In a nutshell
As AI is changing how entrepreneurship fundamentally works, this paper offers a framework for bringing AI into entrepreneurship education through a familiar structure: learning about, for, and through entrepreneurship.

There’s no denying it: entrepreneurs can now use AI to analyse markets, generate ideas, communicate with customers, test assumptions, support decision-making, shape business models – all these things that used to require far more time, resources, or specialist expertise. So naturally, if AI is changing what entrepreneurs can do, it also changes what future entrepreneurs need to learn. Of course they still need to strengthen and cultivate the usual entrepreneurial muscles and mindset, but they also need to understand how AI works in entrepreneurial contexts, how to use it critically, and how to remain responsible for decisions made with its support.
This is the challenge Heather Bell and Robin Bell take up in their conceptual paper. They propose a framework for integrating AI into entrepreneurship education as part of entrepreneurial capability development, without asking educators to start from scratch. Instead, they build on a structure many in the field already know: learning about, for, and through entrepreneurship.
In simple terms, students can learn about entrepreneurship by developing conceptual understanding, for entrepreneurship by building skills and competences, and through entrepreneurship by engaging in entrepreneurial activity. Bell and Bell extend this familiar structure to AI, making the point that students do not need the same kind of AI learning at every stage. Sometimes they need to understand AI, sometimes they need to practise using it, and sometimes they need to work with it in more realistic entrepreneurial contexts, where judgement and accountability become part of the learning.
That starts with understanding how AI is changing entrepreneurial practice. The aim is not to turn every student into an AI specialist – which would be both unrealistic and mildly uncool – it is to build enough conceptual AI literacy for them to understand both the possibilities and the limits of these systems.
Publication year: May 2026
Authors: Heather Bell and Robin Bell
Institutions: Lycoming College, USA; Worcester Business School, University of Worcester, UK
Study type: Conceptual/theoretical paper
Sample Size: Not applicable
Research focus: Developing a framework for progressively integrating AI into entrepreneurship education.
Research Methodology: Conceptual and integrative synthesis drawing on the about–for–through tradition in entrepreneurship education, literature on AI in entrepreneurship education, and learning theory.
Main findings: The paper proposes the AI-Enabled Entrepreneurial Learning Progression Framework, which frames AI integration as a staged capability-development process. It moves from conceptual literacy and analytical understanding, to applied integration and evaluative judgement, and finally to entrepreneurial capability, identity formation, and responsible agency in AI-enabled venture contexts.

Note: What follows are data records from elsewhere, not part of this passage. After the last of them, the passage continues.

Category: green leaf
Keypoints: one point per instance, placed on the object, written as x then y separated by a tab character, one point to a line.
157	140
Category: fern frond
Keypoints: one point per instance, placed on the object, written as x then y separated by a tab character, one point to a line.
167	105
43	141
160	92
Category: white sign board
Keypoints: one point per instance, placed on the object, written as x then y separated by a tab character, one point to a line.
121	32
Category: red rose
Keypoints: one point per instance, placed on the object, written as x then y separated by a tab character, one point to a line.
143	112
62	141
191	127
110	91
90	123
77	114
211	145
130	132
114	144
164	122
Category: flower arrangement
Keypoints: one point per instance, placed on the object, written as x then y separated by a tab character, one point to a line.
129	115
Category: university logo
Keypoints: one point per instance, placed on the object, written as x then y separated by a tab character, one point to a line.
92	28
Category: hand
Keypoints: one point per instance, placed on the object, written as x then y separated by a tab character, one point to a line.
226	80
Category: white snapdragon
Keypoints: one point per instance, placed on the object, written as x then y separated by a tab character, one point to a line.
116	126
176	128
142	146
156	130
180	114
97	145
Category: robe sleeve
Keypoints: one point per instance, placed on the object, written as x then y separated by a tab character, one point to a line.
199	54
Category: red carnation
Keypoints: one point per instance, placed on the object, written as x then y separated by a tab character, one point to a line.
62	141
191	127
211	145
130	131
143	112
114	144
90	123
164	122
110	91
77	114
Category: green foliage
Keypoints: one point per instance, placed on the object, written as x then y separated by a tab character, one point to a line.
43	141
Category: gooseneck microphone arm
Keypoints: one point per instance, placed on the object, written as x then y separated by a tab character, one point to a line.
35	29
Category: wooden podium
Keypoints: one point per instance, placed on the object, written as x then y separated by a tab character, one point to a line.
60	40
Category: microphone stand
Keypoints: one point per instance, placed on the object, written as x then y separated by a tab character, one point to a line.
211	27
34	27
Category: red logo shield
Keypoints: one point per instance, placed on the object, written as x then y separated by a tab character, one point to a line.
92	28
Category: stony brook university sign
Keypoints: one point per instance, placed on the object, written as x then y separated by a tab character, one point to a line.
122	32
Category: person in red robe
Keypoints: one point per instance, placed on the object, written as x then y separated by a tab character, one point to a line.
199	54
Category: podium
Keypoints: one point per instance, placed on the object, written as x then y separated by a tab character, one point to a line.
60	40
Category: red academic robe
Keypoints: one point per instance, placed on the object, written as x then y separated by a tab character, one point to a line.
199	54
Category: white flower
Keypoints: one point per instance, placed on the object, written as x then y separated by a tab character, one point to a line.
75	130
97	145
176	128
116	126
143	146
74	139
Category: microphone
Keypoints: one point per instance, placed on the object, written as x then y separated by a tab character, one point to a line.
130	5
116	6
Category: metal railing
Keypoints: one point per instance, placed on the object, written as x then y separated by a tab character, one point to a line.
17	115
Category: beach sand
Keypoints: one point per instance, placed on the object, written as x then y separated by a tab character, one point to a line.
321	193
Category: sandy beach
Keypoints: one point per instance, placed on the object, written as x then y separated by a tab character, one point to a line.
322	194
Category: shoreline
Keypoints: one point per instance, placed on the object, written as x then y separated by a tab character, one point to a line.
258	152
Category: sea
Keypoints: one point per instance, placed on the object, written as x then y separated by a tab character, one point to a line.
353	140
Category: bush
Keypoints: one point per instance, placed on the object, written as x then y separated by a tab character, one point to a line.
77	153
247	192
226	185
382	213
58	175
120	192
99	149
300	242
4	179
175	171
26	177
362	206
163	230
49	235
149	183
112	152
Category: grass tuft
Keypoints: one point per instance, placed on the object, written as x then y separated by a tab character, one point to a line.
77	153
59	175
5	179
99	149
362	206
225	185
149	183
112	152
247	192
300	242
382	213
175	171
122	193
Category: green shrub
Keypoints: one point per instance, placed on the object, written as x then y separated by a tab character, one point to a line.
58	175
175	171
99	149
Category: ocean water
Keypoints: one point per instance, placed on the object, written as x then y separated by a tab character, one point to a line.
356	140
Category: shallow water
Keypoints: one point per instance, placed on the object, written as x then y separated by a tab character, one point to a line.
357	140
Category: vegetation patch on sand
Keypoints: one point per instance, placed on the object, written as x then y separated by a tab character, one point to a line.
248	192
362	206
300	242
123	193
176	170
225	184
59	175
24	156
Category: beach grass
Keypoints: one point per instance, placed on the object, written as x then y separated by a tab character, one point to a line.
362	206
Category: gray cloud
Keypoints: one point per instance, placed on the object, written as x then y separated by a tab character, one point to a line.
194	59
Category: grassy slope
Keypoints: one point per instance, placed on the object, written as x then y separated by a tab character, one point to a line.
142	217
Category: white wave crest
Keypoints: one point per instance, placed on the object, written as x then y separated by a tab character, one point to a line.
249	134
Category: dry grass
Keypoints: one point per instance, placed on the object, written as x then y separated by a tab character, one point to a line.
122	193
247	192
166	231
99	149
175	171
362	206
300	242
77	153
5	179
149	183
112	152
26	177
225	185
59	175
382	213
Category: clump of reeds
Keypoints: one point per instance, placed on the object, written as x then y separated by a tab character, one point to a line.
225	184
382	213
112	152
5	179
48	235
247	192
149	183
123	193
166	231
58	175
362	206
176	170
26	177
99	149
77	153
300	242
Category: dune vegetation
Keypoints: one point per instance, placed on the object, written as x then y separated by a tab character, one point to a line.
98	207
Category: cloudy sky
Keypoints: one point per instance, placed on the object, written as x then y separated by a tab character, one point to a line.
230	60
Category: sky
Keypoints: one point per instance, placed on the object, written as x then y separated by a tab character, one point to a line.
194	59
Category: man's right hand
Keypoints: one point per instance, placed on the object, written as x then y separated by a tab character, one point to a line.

Citation: Bell, H., & Bell, R. (2026). Extending the about–for–through tradition for AI-enabled entrepreneurship education: the AI-enabled entrepreneurial learning progression framework. Entrepreneurship Education. Link
From there, students can begin using AI in entrepreneurial tasks. However, the learning does not come from producing a shiny AI-assisted output and calling it a day. It comes from learning how to evaluate what AI gives them. What assumptions is it making? What evidence is missing? Where might bias creep in? Does the output actually hold up, or does it just sound confident in that particular way machines have mastered suspiciously well?
The final step is using AI as part of more authentic entrepreneurial activity. This might happen in live projects, venture development, incubator settings, or externally engaged work. Here, AI becomes part of the environment students are acting within. It can suggest, generate, analyse, and summarise, but the responsibility for entrepreneurial decisions still rests with the person using it. The tool can help to steer, but it does not get to hold the driving licence.
That is where this framework becomes especially useful for educators. Before redesigning an assignment around whatever platform everyone is currently panicking about, educators can ask a more useful question: what do students need at this point in their learning? Do they need to understand how AI affects entrepreneurship? Do they need to practise using it critically? Or do they need to apply it in contexts where decisions, consequences, and responsibility matter?
The paper is theoretical, so the framework still needs to be tested in practice, but it does offer a helpful way into a fast-moving educational challenge. If AI is redefining the capabilities required of entrepreneurs, entrepreneurship education needs to respond with more than scattered tool use. Bell and Bell’s framework suggests one way to do that: by helping students understand AI, work with it critically, and take responsibility for what they create with it.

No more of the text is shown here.